OBJECTIVE: Increased serum ferritin levels and iron stores may be involved in the development of abnormal glucose tolerance in women presenting with obesity and/or polycystic ovary syndrome (PCOS). We aimed to study the determinants of serum ferritin levels in premenopausal women among indexes of insulin resistance, adiposity, hyperandrogenism, and genotypes pertaining to inflammation, oxidative stress, and iron metabolism. RESEARCH DESIGN AND METHODS: A total of 257 premenopausal women, classified depending on the presence or absence of PCOS, obesity, and/or abnormal glucose tolerance, underwent a complete metabolic evaluation, serum ferritin, haptoglobin, and C-reactive protein (CRP) measurements, and genotyping for proinflammatory and prooxidant variants and mutations in the HFE gene. RESULTS: Serum ferritin concentrations were increased in women presenting with PCOS and/or abnormal glucose tolerance, independent of obesity.
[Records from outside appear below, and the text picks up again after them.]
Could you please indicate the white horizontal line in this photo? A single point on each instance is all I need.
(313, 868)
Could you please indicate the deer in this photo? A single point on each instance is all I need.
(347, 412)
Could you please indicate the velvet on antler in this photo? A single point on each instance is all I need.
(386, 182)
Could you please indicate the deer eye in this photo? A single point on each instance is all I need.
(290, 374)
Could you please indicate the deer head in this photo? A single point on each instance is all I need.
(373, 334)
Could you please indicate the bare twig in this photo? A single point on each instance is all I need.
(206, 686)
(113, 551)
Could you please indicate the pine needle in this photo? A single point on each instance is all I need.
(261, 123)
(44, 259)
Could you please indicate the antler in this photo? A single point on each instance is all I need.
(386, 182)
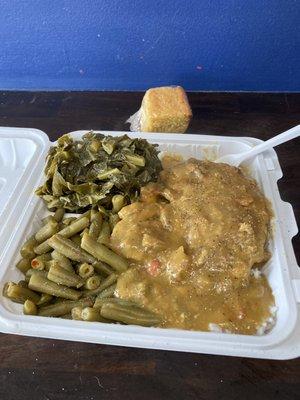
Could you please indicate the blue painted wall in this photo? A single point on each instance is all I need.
(134, 44)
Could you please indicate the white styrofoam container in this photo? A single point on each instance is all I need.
(22, 155)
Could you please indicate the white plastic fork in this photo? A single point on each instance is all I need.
(236, 159)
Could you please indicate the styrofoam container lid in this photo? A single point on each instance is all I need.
(22, 159)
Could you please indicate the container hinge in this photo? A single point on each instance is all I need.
(296, 287)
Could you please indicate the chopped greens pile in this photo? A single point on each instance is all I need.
(84, 173)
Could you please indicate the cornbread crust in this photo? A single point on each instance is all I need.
(165, 109)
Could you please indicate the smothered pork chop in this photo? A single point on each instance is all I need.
(193, 240)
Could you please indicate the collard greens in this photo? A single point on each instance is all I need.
(88, 172)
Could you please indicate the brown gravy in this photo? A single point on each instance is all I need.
(193, 240)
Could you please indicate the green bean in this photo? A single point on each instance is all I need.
(102, 253)
(46, 231)
(76, 239)
(85, 270)
(108, 292)
(106, 283)
(29, 308)
(45, 299)
(92, 314)
(23, 283)
(19, 294)
(113, 220)
(105, 233)
(62, 260)
(135, 159)
(102, 268)
(76, 313)
(100, 301)
(43, 247)
(108, 173)
(77, 226)
(92, 283)
(86, 230)
(96, 224)
(42, 284)
(39, 262)
(27, 250)
(46, 220)
(103, 211)
(32, 271)
(86, 214)
(23, 265)
(128, 314)
(59, 214)
(118, 202)
(64, 307)
(62, 276)
(70, 249)
(69, 220)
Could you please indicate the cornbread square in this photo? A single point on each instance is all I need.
(165, 109)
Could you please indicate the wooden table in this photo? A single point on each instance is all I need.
(41, 369)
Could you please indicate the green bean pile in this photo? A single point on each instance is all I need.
(71, 272)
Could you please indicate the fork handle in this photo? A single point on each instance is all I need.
(275, 141)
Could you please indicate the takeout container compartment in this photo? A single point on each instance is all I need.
(22, 160)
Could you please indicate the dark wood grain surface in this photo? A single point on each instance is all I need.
(41, 369)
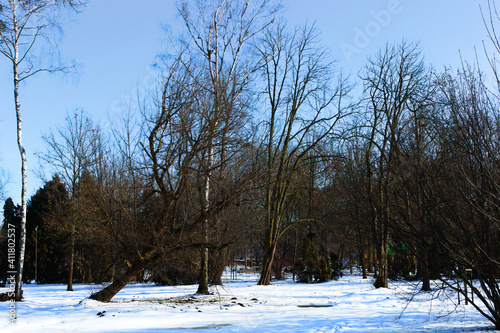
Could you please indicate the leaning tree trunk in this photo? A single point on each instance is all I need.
(22, 245)
(110, 291)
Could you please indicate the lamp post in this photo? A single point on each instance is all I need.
(36, 254)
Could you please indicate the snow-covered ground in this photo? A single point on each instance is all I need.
(350, 304)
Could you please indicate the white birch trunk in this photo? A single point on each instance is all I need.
(22, 245)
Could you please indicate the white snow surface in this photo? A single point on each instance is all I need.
(350, 304)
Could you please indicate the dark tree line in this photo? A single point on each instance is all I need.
(252, 143)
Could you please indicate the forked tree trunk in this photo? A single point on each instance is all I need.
(267, 264)
(22, 244)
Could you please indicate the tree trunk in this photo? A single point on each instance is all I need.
(71, 261)
(382, 277)
(22, 245)
(267, 263)
(363, 262)
(203, 284)
(424, 264)
(110, 291)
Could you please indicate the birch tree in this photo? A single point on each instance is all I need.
(303, 107)
(25, 24)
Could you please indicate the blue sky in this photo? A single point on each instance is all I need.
(115, 46)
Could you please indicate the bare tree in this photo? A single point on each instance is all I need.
(302, 109)
(392, 80)
(23, 24)
(469, 191)
(220, 34)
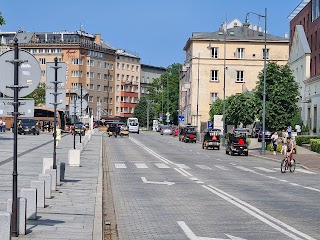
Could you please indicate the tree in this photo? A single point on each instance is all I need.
(281, 96)
(240, 108)
(39, 95)
(2, 21)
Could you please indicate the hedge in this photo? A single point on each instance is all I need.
(304, 139)
(315, 145)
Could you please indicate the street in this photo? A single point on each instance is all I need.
(166, 189)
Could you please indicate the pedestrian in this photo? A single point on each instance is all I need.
(274, 139)
(298, 129)
(3, 126)
(284, 142)
(1, 122)
(289, 131)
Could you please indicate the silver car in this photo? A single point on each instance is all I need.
(166, 130)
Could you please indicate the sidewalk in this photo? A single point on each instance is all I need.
(304, 158)
(75, 210)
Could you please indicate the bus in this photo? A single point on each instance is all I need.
(133, 125)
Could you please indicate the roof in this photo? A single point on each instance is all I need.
(237, 33)
(302, 4)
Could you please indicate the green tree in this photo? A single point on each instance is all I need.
(216, 108)
(281, 96)
(39, 95)
(2, 21)
(240, 108)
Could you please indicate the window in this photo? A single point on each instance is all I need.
(213, 97)
(214, 75)
(214, 52)
(240, 53)
(42, 60)
(265, 53)
(240, 77)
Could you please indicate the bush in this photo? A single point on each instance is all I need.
(304, 139)
(315, 145)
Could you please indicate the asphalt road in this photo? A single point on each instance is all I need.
(166, 189)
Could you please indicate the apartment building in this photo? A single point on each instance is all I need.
(148, 74)
(90, 64)
(127, 84)
(305, 59)
(234, 56)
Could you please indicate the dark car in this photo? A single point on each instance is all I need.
(267, 135)
(28, 126)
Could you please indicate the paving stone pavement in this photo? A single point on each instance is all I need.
(74, 211)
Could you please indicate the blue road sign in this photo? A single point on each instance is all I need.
(181, 118)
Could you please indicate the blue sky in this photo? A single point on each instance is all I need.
(156, 30)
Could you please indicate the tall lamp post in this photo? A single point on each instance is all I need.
(263, 147)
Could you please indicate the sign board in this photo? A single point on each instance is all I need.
(61, 74)
(78, 106)
(84, 92)
(181, 118)
(26, 108)
(29, 73)
(61, 98)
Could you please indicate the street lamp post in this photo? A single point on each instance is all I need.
(263, 147)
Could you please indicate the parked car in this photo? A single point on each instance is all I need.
(255, 129)
(166, 130)
(267, 135)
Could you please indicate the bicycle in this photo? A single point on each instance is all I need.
(286, 164)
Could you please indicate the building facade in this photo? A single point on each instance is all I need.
(233, 57)
(305, 60)
(147, 76)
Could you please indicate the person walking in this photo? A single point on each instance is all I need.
(274, 139)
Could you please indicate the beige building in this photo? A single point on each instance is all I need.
(233, 56)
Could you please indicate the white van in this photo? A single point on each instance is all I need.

A stepwise multivariate linear regression analysis (R² = 0.18, P < 0.0001) retained menstrual dysfunction (β = 0.14, P = 0.035), free testosterone (β = 0.14, P = 0.052), insulin sensitivity index (β = -0.12, P = 0.012), the His63Asp variant in HFE (β = 0.16, P = 0.008), and abnormal glucose tolerance (β = 0.15, P = 0.015) as significant predictors of the logarithm of ferritin levels, whereas CRP, haptoglobin, waist-to-hip ratio, or variants in the TNFα, TNFRSF1B, IL6, IL6ST, IL6Rα, PON1, and HFE Cys282Tyr mutation exerted no influence. CONCLUSIONS: Androgen excess (partly because of hyperandrogenemia and partly because of menstrual dysfunction), insulin resistance, abnormal glucose tolerance, and the HFE His63Asp variant correlate with ferritin levels in premenopausal women.